BigQuery Publishing

LakeXpress can automatically create BigQuery tables from Parquet files stored in GCS.

Prerequisites
Authentication
Configuration Options
Table Types
Dynamic Naming Patterns
Usage Examples
Data Type Mapping
CLI Reference

Prerequisites

1. Google Cloud Permissions

Required IAM roles:

BigQuery Data Editor (roles/bigquery.dataEditor) - Create datasets and tables
BigQuery Job User (roles/bigquery.jobUser) - Run load jobs (native tables)
Storage Object Viewer (roles/storage.objectViewer) - Read GCS files (external tables)

Or a custom role with these permissions:

bigquery.datasets.create
bigquery.datasets.get
bigquery.tables.create
bigquery.tables.get
bigquery.tables.delete
bigquery.tables.updateData
bigquery.jobs.create
storage.objects.get
storage.objects.list

2. GCS Storage Setup

Your credentials.json needs both GCS and BigQuery entries:

{
    "gcs_datalake": {
        "ds_type": "gcs",
        "auth_mode": "profile",
        "info": {
            "directory": "gs://my-datalake-bucket/lakexpress/",
            "profile": "/path/to/service-account.json"
        }
    },
    "bigquery_prod": {
        "ds_type": "bigquery",
        "auth_mode": "profile",
        "info": {
            "project_id": "my-gcp-project",
            "location": "US",
            "profile": "/path/to/service-account.json"
        }
    }
}

The same service account JSON file can be used for both GCS and BigQuery.

Authentication

LakeXpress uses service account authentication for BigQuery.

{
    "bigquery_prod": {
        "ds_type": "bigquery",
        "auth_mode": "profile",
        "info": {
            "project_id": "my-gcp-project",
            "location": "US",
            "profile": "/path/to/service-account.json"
        }
    }
}

Field	Required	Description
`ds_type`	Yes	Must be `"bigquery"`
`auth_mode`	Yes	Must be `"profile"`
`project_id`	Yes	GCP project ID where datasets will be created
`location`	No	BigQuery dataset location (default: `"US"`)
`profile`	Yes	Path to service account JSON key file

Common locations: US, EU, us-central1, europe-west1.

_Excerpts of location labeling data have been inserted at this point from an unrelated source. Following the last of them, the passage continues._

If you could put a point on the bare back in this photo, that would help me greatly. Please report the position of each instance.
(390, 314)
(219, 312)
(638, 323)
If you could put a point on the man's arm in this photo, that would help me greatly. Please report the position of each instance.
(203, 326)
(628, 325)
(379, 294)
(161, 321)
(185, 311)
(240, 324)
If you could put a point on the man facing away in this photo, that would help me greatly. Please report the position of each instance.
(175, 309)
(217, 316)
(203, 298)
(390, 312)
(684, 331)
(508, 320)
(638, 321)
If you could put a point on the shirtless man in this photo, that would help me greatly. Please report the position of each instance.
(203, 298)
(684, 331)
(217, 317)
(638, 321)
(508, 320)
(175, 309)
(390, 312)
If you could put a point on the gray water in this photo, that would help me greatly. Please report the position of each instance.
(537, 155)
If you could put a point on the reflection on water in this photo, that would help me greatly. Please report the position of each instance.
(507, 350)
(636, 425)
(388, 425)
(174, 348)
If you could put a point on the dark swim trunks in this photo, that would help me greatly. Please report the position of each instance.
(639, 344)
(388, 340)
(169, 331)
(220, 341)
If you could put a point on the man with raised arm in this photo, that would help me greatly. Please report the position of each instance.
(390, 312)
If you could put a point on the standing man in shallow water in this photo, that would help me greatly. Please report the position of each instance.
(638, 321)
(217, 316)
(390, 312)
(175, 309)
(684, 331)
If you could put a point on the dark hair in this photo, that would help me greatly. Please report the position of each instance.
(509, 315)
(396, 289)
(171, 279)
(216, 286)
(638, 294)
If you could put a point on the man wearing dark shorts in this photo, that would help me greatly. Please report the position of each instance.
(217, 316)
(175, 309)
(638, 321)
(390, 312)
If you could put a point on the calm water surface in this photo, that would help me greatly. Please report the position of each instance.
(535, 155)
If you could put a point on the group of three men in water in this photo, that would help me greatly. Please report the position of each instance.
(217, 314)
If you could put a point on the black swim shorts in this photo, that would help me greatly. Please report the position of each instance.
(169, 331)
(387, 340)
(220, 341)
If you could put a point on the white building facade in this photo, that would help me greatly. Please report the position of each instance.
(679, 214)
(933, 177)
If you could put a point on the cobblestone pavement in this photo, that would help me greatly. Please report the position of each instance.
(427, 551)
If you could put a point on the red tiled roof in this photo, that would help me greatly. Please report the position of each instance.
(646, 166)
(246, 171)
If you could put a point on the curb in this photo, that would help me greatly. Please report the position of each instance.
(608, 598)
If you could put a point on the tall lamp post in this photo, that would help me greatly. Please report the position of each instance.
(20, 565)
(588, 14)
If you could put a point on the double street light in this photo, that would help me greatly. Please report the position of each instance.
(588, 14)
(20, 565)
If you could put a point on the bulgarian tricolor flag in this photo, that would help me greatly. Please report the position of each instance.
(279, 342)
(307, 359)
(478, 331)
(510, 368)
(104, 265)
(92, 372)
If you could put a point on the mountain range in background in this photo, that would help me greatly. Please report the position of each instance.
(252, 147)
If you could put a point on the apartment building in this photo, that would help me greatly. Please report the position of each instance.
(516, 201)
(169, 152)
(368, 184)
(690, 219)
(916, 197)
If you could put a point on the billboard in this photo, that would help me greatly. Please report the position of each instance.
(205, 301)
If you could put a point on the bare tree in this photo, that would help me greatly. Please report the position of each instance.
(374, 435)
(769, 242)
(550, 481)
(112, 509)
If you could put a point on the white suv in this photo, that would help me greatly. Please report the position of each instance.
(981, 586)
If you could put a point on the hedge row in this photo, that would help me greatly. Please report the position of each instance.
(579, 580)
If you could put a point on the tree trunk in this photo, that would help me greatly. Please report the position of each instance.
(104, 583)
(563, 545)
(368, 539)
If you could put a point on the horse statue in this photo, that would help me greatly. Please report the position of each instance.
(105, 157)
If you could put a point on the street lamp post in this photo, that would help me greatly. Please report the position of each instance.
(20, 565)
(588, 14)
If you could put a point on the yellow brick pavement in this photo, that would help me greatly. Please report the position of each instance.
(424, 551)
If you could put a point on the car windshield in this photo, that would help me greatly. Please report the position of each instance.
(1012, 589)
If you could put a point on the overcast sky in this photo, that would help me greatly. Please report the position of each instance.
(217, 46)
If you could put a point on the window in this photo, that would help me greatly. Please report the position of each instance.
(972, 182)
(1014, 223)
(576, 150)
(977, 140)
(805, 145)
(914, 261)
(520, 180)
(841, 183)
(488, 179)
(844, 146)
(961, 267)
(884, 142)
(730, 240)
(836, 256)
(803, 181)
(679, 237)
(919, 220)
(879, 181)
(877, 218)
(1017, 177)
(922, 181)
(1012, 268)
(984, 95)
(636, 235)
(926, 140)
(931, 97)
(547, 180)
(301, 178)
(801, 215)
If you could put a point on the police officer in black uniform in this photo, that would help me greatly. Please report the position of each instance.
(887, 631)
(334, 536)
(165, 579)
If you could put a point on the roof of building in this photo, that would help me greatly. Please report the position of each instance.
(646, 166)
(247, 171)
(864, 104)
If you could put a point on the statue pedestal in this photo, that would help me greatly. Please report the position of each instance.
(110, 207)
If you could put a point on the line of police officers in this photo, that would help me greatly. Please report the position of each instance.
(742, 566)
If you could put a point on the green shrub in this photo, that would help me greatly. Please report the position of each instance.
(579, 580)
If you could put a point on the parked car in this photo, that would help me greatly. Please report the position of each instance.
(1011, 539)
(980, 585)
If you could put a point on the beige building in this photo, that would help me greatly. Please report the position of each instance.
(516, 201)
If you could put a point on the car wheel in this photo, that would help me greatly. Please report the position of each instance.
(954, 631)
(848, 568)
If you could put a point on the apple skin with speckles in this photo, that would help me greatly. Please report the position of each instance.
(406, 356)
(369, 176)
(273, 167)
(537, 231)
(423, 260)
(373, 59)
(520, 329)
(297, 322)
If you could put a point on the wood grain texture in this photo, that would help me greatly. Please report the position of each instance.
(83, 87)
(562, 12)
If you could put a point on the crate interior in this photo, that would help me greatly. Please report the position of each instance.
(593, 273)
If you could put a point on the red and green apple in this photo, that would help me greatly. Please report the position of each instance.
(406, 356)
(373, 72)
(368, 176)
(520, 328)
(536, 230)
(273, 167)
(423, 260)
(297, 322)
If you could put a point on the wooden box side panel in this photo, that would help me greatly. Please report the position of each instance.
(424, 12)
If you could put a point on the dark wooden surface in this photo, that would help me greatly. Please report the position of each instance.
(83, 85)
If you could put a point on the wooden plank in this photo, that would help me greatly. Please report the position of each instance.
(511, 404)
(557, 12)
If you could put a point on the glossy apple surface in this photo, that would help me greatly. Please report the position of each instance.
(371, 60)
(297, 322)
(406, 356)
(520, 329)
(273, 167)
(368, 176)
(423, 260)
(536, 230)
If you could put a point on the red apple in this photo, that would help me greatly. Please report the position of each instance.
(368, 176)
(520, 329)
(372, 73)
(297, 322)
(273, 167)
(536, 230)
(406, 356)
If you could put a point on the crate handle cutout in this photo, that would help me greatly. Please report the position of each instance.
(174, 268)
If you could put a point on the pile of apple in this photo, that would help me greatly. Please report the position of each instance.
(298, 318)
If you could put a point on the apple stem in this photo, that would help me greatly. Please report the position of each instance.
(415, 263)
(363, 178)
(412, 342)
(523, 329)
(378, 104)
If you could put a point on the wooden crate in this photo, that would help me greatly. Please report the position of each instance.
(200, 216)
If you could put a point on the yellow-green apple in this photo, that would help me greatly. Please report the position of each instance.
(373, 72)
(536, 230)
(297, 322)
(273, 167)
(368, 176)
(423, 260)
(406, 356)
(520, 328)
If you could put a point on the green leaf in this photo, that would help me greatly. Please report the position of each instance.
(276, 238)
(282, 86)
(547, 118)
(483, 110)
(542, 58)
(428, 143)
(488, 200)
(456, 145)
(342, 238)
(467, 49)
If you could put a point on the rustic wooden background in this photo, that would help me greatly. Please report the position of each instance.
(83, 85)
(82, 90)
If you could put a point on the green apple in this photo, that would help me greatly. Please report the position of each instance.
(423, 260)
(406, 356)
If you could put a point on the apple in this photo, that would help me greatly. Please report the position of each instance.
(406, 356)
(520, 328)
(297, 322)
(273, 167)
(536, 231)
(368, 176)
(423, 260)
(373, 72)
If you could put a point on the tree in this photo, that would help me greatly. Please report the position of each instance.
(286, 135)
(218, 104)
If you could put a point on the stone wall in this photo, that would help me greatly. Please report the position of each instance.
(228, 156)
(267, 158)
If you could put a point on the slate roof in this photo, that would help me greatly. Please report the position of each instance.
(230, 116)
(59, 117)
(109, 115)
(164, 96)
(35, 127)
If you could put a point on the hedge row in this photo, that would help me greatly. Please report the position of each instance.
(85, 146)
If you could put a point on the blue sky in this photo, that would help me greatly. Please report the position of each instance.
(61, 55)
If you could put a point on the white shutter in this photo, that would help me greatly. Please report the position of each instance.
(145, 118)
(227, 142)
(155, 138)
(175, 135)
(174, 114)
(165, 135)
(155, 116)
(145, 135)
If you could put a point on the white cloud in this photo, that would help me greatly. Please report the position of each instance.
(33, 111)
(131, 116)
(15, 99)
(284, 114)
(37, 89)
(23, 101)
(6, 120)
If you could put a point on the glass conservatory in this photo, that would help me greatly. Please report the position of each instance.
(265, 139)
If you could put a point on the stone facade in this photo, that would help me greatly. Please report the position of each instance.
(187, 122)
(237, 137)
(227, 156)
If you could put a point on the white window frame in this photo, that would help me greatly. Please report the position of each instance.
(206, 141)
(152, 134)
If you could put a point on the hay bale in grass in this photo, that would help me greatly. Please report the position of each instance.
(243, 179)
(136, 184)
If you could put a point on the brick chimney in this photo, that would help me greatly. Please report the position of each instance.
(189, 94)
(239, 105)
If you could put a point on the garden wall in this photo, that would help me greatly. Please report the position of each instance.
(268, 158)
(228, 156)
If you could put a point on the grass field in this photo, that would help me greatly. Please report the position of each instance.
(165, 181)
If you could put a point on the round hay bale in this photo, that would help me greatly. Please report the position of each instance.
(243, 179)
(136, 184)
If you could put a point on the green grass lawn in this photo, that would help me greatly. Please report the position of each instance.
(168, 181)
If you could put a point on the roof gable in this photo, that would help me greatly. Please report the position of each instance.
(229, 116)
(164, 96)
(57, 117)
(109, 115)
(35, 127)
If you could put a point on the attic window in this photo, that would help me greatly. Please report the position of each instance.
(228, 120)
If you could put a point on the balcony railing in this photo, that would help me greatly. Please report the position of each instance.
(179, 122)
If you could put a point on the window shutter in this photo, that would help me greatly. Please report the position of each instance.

Creating a Service Account

Go to Google Cloud Console > IAM & Admin > Service Accounts
Create a service account with BigQuery and Storage permissions
Create and download a JSON key
Reference the key file path in your credentials

Configuration Options

Option	Description	Default
`--publish_target ID`	Credential ID for BigQuery target (required)	-
`--publish_schema_pattern PATTERN`	BigQuery dataset naming pattern	`{schema}`
`--publish_table_pattern PATTERN`	Table naming pattern	`{table}`
`--publish_method TYPE`	Table type: `external` or `internal`	`external`
`--n_jobs N`	Parallel workers for table creation	`1`

Table Types

External Tables (Default)

Queries data directly from GCS Parquet files without loading into BigQuery storage.

lakexpress ... --publish_target bigquery_prod --publish_method external

Fast publishing, no data copying
No BigQuery storage costs
Always reflects latest GCS data
Best for large datasets with infrequent queries
Query speed depends on GCS read performance
No clustering or partitioning support

Native Tables

Loads data from GCS into BigQuery’s columnar storage.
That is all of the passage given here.